Israel Corrado DebenedettiUn’affermazione quella fatta da Israel Corrado Debenedetti domenica nel corso del convegno sugli ebrei italiani e il sionismo in Castello, promosso dal Meis, che ha fatto storcere il naso a molti e non è passata inosservata.  Una dichiarazione che accende i riflettori su una vicenda storica su cui ci sono ancora molti spunti da chiarire e verificare con attenzione. Cosa intendeva dire e a quali episodi si riferiva Debenedetti con questa sua affermazione nell’ambito di un appuntamento che aveva la finalità di portare alla luce le testimonianze concrete di chi è sfuggito alle persecuzioni razziali, rischiando anche di morire solo perché ebreo? Per sciogliere i dubbi lunedì mattina, prima che partisse per tornare in Israele, dove abita dal 1949, abbiamo chiesto spiegazioni a Debenedetti di questa sua affermazione e lui ha ribadito quanto espresso in sede di convegno.

 

«Mussolini ha salvato circa tremila ebrei - spiega Debenedetti, confermando la sua teoria - perché ha costruito il campo di concentramento di Ferramonti di Tarsia a Cosenza, al sud. Se lo avesse fatto al nord Italia, probabilmente quegli ebrei che erano internati non si sarebbero salvati. Il campo fu costruito nel 1940 e all’interno sono stati deportati soprattutto ebrei e anche qualche cinese. Era un vecchio campo usato per i prigionieri turchi nella prima guerra mondiale. Gli internati in quel campo di concentramento in Calabria furono poi liberati con l’arrivo delle truppe alleate».

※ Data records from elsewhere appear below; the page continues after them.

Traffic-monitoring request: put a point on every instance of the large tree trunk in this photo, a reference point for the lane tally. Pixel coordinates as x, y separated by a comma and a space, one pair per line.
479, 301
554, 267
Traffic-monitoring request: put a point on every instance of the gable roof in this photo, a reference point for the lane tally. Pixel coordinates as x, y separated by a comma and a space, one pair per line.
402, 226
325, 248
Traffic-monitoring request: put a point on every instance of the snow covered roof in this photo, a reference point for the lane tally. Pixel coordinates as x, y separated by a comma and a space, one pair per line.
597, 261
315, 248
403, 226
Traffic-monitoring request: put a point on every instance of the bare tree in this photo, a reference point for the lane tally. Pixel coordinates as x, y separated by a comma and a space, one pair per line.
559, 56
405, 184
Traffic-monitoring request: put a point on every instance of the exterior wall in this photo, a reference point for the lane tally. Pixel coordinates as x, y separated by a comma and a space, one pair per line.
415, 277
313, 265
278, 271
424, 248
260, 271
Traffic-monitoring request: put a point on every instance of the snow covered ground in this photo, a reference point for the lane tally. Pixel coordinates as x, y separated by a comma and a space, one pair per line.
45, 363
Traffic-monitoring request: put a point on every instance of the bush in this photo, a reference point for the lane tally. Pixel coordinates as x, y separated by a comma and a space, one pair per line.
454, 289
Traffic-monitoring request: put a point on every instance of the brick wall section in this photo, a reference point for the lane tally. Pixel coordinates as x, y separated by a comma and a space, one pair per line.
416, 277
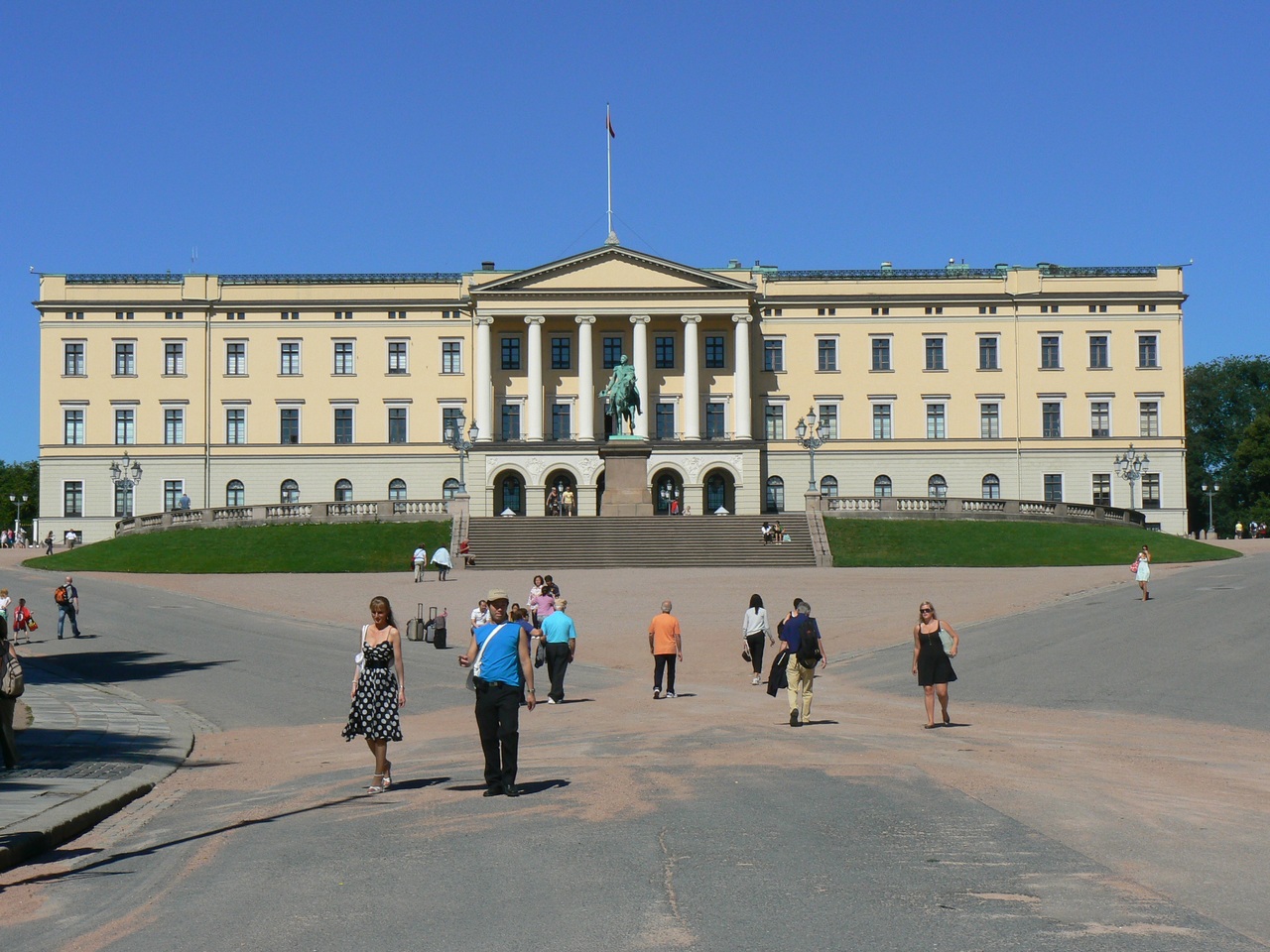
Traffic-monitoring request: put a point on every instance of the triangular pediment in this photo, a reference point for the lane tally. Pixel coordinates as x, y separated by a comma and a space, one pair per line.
611, 270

Debenedetti ricorda anche il suo periodo ferrarese, ha vissuto la sua infanzia e la sua gioventù in via de Romei 8 e ha frequentato le scuole statali fino all’avvento delle leggi razziali.

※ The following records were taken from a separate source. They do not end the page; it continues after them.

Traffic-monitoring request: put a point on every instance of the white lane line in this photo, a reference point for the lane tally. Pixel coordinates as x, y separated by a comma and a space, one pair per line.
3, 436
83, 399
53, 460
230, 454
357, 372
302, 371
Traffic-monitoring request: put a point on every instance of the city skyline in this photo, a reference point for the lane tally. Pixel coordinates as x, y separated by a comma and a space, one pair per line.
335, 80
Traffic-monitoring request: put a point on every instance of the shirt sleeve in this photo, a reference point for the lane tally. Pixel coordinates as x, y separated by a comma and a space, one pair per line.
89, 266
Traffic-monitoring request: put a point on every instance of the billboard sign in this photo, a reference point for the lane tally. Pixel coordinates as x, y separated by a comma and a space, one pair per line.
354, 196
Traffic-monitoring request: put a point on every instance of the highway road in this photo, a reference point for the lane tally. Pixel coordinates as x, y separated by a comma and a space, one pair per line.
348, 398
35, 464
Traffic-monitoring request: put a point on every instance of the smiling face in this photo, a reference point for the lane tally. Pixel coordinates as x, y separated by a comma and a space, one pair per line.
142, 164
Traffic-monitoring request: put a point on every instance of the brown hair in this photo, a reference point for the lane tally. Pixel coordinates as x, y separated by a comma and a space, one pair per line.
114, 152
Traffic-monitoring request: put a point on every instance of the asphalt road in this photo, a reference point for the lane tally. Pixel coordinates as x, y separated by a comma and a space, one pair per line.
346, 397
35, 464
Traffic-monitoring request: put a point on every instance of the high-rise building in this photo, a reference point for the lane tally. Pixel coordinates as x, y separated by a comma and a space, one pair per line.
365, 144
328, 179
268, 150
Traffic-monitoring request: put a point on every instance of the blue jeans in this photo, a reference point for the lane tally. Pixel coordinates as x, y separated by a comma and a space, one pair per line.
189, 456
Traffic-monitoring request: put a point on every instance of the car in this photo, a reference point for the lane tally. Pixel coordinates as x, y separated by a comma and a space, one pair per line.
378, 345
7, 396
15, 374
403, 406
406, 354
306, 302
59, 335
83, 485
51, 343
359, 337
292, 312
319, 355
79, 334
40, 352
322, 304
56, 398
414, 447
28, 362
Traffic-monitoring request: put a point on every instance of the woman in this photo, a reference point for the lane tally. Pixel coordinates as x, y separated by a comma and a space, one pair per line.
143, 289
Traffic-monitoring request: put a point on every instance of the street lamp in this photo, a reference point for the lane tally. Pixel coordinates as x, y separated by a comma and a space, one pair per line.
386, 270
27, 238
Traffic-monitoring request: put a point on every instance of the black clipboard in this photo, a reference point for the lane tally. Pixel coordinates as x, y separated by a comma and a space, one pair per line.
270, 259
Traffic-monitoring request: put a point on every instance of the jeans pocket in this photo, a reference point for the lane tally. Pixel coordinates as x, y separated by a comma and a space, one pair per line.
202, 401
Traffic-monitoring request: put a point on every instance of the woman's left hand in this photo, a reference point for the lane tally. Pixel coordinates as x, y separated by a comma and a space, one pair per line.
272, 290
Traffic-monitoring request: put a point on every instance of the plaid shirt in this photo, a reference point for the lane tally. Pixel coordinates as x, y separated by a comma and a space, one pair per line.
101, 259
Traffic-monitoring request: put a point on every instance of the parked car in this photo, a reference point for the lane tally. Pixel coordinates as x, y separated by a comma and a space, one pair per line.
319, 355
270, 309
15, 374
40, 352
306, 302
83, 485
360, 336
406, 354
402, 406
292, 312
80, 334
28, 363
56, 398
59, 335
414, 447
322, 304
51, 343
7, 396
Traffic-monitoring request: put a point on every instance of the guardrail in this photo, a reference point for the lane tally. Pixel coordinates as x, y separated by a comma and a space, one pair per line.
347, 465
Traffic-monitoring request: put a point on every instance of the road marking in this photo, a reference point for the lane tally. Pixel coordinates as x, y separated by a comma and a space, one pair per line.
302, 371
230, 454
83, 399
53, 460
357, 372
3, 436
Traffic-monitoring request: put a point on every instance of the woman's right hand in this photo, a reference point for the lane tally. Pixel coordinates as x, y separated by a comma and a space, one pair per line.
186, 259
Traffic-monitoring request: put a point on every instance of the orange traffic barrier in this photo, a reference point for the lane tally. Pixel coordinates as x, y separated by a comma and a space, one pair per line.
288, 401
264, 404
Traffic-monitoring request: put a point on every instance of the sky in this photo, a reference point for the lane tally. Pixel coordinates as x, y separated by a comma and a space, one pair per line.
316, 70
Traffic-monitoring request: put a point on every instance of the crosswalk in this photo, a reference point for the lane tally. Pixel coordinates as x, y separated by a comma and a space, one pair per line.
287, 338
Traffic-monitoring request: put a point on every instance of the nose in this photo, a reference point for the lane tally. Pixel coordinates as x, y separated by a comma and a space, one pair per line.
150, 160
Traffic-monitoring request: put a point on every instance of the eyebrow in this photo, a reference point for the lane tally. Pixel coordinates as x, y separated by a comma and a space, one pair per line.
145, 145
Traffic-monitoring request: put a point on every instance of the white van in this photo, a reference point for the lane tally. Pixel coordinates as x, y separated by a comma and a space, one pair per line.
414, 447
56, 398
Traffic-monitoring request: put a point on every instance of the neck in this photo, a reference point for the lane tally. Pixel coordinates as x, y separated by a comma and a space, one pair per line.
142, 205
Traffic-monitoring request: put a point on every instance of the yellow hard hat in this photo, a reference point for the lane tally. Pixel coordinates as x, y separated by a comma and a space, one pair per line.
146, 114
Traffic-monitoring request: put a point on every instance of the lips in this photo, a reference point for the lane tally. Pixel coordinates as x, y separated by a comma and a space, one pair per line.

«Quando ci hanno cacciato da scuola perché ebrei - ricorda Debenedetti - siamo andati a scuola di via Vignatagliata nel ghetto, ricordo che come insegnanti avevamo anche Giorgio Bassani, a sua volta cacciato come insegnante dal liceo Ariosto».

A soli sedici anni, nel 1943, Israel Corrado Debenedetti ricorda ancora quando fu incarcerato esclusivamente perché ebreo. E ieri mattina, durante il sopralluogo al Meis ha rivisto la sua cella.

«Che emozione ho avuto? Beh, devo dire che la muratura e un po’ cambiata rispetto a oltre settant’anni fa, però ho provato tanta emozione nel salire quei gradini che portano alla cella».

Quel sedicenne ferrarese ebreo rischiò quell’anno di essere trucidato nella rappresaglia nazifascista davanti al muretto del Castello.

«Mi trovavo in carcere in quella tragica notte - racconta Debenedetti- e quando ho visto che hanno portato via quattro persona tra cui l’ex senatore Arlotti, qualcuno disse che li stavano salvando, invece poi al mattino abbiamo saputo che invece erano stati condotti al macello. Io sono rimasto in carcere fino al 15 gennaio 1944 quando mi vennero concessi gli arresti domiciliari nella mia abitazione di via de Romei. A liberarmi secondo me ha contribuito molto mia nonna Emilia Tedeschi Vita Finzi, che andò a protestare vivacemente negli uffici della prefettura in Castell. o, dicendo che era una vergogna tenere incarcerato un ragazzo di 16 anni che non aveva fatto nulla. La cacciarono fuori in malo modo, ma evidentemente quella sortita ha fatto breccia nel cuore di qualcuno, visto che il mattino seguente mi hanno liberato. Ho passato poi gli ultimi mesi della guerra nel Ravennate, prima a Faenza e poi Brisighella».

Alla fine del conflitto Israel Corrado si iscrive alla facoltà di chimica, ma dopo due anni, nel 1949, decide di partire con la moglie e andare in Israele.

«Perchè sono partito? Per prima cosa volevo abbandonare l’Italia, nazione che aveva tradito gli ebrei e secondo perché volevo costruire una società nuova e più giusta proprio in Isreale. Qualche volta sono tornato a Ferrara in questi anni e l’ho trovata sempre bella, ha preservato il suo fascino. Qui ho ancora tanti ricordi, alcuni belli altri drammatici».

L’anziano ebreo ferrarese ha una risposta anche per gli studenti dell’Uds che domenica mattina contestavano il convegno sugli ebrei con slogan antisionisti, rivendicando la liberazione della Palestina.

«A quei ragazzi - replica - devo dire che se contestato la politica di destra del governo isrealiano mi trovano pienamente d’accordo. Contrario sulle critiche all’esistenza dello stato di Israele. Sono stati tra i primi italiani a credere in quello stato e tra i primi a partire lasciando la mia Ferrara».